Monday, January 19, 2015

Roadblocks Build Character

Week one is past and done- week two is going a bit smoother. I came into the semester with lots of questions- so far no answers just fingers pointing in a different direction- go talk to this person or that one or my favorite, "You will just have to research that." Well no duh, how much are you getting paid to tell me nothing? Obviously, I have not been as patient or understanding as Heavenly Father would prefer, Im sure I will let it go eventually ;) All I know is I know that I have never looked back and told Him that I didn't like the results- so I know that once I look back on this I won't be disappointed. So I must continue to walk until I know exactly what needs to be done. I liked the recent post (I think by mom- that talked about realizing all the things we have done and how much good we do) I am trying to do that right now as I become frustrated to realize that I have found what I want to do with my life and so what if it takes a little bit longer to finish school to get there- why did I expect that there would suddenly be no more road blocks. Silly me, road blocks build character! It is not all smooth but I know the direction and the place I am trying to get there, now its just being creative, happy and getting there.

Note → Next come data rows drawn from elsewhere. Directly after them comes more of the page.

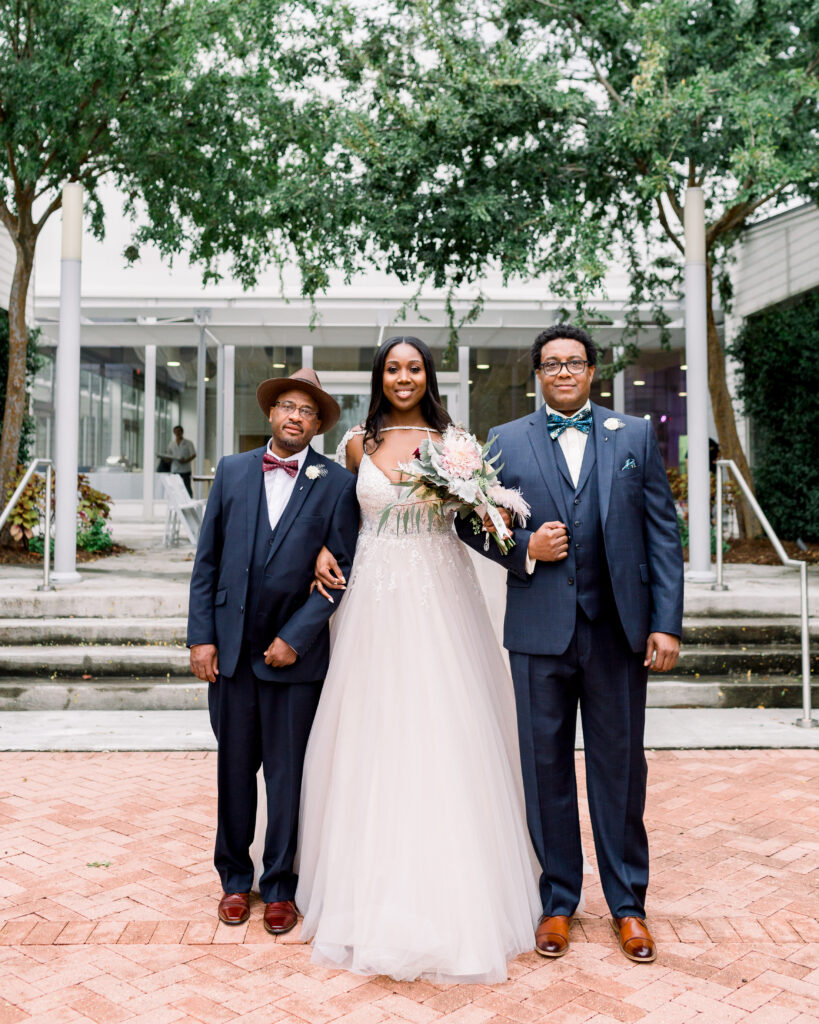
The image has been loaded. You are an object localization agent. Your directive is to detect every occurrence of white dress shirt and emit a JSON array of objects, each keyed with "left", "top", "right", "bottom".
[
  {"left": 546, "top": 401, "right": 592, "bottom": 487},
  {"left": 264, "top": 441, "right": 308, "bottom": 529},
  {"left": 526, "top": 401, "right": 592, "bottom": 575}
]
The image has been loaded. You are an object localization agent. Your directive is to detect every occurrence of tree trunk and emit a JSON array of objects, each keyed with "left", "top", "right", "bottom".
[
  {"left": 705, "top": 260, "right": 760, "bottom": 537},
  {"left": 0, "top": 238, "right": 35, "bottom": 507}
]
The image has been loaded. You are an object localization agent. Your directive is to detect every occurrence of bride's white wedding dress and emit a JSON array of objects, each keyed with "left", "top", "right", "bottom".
[{"left": 296, "top": 442, "right": 541, "bottom": 982}]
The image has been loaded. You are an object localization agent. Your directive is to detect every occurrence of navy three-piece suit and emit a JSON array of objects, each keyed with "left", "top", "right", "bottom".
[
  {"left": 187, "top": 447, "right": 358, "bottom": 903},
  {"left": 458, "top": 403, "right": 683, "bottom": 918}
]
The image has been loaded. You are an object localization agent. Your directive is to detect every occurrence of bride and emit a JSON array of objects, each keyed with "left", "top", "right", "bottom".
[{"left": 296, "top": 338, "right": 541, "bottom": 983}]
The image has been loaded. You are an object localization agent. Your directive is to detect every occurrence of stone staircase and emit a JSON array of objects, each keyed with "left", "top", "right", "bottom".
[{"left": 0, "top": 586, "right": 819, "bottom": 711}]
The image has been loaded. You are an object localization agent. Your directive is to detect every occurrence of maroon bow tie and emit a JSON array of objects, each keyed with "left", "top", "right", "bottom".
[{"left": 262, "top": 452, "right": 299, "bottom": 476}]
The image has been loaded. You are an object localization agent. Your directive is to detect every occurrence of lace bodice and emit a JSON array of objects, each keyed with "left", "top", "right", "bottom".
[{"left": 355, "top": 453, "right": 452, "bottom": 539}]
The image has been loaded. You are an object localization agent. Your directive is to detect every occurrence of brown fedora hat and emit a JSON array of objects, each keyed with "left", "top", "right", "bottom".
[{"left": 256, "top": 367, "right": 341, "bottom": 434}]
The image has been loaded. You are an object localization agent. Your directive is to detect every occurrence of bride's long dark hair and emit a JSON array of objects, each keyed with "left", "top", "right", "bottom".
[{"left": 363, "top": 335, "right": 452, "bottom": 452}]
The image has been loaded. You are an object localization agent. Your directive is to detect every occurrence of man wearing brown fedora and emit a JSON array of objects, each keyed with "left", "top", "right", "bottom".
[{"left": 187, "top": 370, "right": 358, "bottom": 934}]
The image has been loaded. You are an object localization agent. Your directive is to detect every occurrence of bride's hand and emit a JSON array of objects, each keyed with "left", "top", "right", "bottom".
[
  {"left": 310, "top": 548, "right": 347, "bottom": 604},
  {"left": 483, "top": 507, "right": 513, "bottom": 535}
]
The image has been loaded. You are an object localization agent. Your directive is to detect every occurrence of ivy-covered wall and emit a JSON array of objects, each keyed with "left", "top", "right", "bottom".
[{"left": 731, "top": 289, "right": 819, "bottom": 541}]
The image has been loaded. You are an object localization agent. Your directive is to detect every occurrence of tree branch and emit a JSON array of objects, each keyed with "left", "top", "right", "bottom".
[
  {"left": 705, "top": 182, "right": 788, "bottom": 249},
  {"left": 654, "top": 196, "right": 685, "bottom": 253},
  {"left": 34, "top": 191, "right": 62, "bottom": 234}
]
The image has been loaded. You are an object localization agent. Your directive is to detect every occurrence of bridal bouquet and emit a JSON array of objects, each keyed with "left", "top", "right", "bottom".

Spiritual thought- so I really enjoyed this sunday's talks, my writings of Isaiah class and then studying the visiting teaching message while working at the temple. This morning was early- I am not a fan of waking up at 5 but I really like working at the temple so it stays. I was actually given study time and it was great because I read the visiting message about obedience and was able to just think about how that principle has really blessed my life. I thought of the woman in Nain in Kings somewhere, when Elijha goes to the woman and asks for water and food and she says she is gathering sticks to make the last food for her and her son and then to die. He still asks that she feed him first and then make for her family. She trusts, obeys and is blessed to make it through the famine. We have been asked to do a lot of different things, sometimes we don't know the blessings that will follow, sometimes it is so hard to be obedient when it would be easily rationalized to do the opposite; but we have to trust the Lord's commandments and trust that it will all work out. I thought of how this relates to college kids- we often become complacent or upset about rules and try to not follow them. One of late that I see, is this fight to have beards, I think it is so dumb. If you want a beard go to a different school- you signed up for BYU and all the rules that apply, if you do not like them leave. Its simple things like that; no their salvation is not on the line but I would rather just be obedient than go through life fighting where the line should be.
Lifes Facts: School is hard. One of my teachers is extremely picky with his words which makes his quizzes hard! My intro to organic chemistry is a struggle to remember what I learned 2 years ago- aka nothing! And its a new topic everyday! But hey there is a good looking guy that I sit with; so I am trying to count my blessings haha! Well, I wrote this last week and then forgot to finish it; but, I love you lots and miss Christmas break already!